GABORONE (Reuters) - Mokgweetsi Masisi was declared president of Botswana on Friday, retaining his position and the ruling Botswana Democratic Party’s long dominance of power despite a strong opposition challenge in this week’s election.
The BDP surpassed the 29-seat threshold needed in the national assembly to secure the presidency.
“The numbers of parliament seats attained so far by the BDP obliges me to declare Mokgweetsi Masisi as the elected president of Botswana,” Chief Justice Terrence Rannowane said.
Masisi, who has a solid record and is popular with business and farmers, thanked Batswana for voting for his party.

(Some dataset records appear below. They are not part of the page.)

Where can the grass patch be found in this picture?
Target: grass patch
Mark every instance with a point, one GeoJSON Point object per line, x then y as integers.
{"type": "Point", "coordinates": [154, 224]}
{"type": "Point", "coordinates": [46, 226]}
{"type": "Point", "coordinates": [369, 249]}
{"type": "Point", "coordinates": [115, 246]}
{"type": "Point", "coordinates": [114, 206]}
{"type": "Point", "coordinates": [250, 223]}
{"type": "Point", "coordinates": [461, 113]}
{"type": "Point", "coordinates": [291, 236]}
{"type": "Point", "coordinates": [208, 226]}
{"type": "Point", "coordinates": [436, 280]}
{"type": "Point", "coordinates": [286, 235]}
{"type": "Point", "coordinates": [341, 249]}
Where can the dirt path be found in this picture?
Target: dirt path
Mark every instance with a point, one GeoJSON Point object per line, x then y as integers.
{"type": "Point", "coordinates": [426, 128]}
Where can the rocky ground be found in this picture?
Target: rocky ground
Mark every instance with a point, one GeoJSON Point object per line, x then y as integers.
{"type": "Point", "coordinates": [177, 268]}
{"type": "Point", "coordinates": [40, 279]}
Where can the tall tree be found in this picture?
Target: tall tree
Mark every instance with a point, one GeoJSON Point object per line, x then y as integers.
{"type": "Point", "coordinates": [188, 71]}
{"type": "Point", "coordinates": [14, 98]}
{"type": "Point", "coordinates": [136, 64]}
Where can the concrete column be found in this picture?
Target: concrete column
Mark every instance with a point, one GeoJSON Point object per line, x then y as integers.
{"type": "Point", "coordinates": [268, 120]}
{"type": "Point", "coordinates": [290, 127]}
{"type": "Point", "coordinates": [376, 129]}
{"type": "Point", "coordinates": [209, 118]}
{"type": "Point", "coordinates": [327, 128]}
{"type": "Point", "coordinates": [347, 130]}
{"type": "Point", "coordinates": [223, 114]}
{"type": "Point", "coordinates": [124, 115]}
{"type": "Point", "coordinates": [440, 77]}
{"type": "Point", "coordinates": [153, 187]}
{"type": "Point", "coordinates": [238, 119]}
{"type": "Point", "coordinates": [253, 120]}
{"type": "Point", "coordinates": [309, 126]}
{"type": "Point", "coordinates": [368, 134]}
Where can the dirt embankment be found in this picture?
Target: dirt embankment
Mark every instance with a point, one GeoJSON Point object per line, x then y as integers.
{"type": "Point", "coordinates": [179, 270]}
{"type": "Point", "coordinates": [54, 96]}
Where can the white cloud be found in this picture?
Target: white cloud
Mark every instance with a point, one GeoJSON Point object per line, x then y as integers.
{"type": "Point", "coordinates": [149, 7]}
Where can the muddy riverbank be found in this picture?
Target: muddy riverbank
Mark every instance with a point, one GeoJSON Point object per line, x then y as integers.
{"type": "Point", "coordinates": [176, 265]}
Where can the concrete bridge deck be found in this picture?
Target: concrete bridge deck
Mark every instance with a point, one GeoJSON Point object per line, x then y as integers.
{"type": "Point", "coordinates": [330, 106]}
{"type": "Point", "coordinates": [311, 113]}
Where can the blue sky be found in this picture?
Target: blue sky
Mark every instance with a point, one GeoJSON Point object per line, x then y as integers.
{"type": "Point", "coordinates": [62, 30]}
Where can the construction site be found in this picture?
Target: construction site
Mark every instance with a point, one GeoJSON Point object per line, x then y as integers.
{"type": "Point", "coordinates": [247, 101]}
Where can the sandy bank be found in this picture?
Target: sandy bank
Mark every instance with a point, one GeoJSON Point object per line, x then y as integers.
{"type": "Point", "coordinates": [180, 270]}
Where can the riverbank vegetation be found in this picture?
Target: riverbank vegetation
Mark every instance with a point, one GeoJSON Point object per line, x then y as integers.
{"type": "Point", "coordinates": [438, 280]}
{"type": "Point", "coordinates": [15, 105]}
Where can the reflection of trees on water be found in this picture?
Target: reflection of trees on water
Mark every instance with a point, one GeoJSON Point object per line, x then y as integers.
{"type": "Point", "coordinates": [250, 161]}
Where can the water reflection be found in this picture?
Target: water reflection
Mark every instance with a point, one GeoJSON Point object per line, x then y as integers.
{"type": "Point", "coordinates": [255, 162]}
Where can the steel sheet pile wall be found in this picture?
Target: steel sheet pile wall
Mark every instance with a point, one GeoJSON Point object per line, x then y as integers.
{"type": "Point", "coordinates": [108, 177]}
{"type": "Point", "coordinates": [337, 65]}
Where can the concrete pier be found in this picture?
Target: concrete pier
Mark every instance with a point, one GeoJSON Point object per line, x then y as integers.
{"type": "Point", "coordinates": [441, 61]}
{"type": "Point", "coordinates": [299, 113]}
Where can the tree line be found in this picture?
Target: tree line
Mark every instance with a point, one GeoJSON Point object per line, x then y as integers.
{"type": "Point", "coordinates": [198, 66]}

“I’m humbled & honored that you again entrusted the BDP. As the President of Botswana for the next 5 years, I’m blessed & privileged to serve you & promise that I’ll continue to do so with integrity, compassion, humility & honesty,” he said on Twitter.
The BDP has ruled Botswana since independence from Britain in 1966 and the country has enjoyed stability and prosperity based on its diamond resources.
But Wednesday’s election posed its first genuine challenge in its five decades in power after former president and political heavyweight Ian Khama fell out with Masisi, his hand-picked successor, and backed the opposition Umbrella for Democratic Change (UDC).
However, UDC leader Duma Boko failed to put an end to BDP rule. By Friday morning, BDP had secured 38 of the national assembly’s 57 seats.
“After the previous regime almost killed this party and we performed poorly in 2014, this result is a strong vote of confidence in Masisi and his intentions to transform people’s lives,” said Kagiso Mmutle, a BDP supporter outside a counting center in Gaborone.
The UDC, secured 15 seats while the Botswana Patriotic Front won three and the Alliance for Progressive only one, according to the state broadcaster. In the 2014 election, the BDP had 37 seats.
The Southern African Development Community observers declared the election free and fair on Friday.
“Our manifesto was the best among all the parties with measurable targets. I am really disappointed by the results but I think our association with former president Khama caused us problems,” said Phemelo Boikanyo, a dejected UDC supporter who was still wearing his Vote Boko t-shirt at a mall in Gaborone.
The BDP will now have to move swiftly to transform the economy. Since independence, the economy has grown at 8% a year to become one of Africa’s most successful but it is now at risk of coming unstuck because of over-reliance on diamonds.
GDP growth is projected to slow to 4.3% in 2019, from 4.5% last year, and the economy remains vulnerable to swings in diamond prices and output
The main concerns for the people are unemployment at about 20% and stark inequalities despite equitable state spending on health and education. To tackle either, Masisi will need to do more to diversify the economy.
During a pre-election debate, Masisi said his party wanted to create more sustainable jobs, improve the quality of education to prepare youths for employment, and to provide better healthcare.
He has also promised to tackle corruption, such as making the declaration of assets obligatory for public sector officials.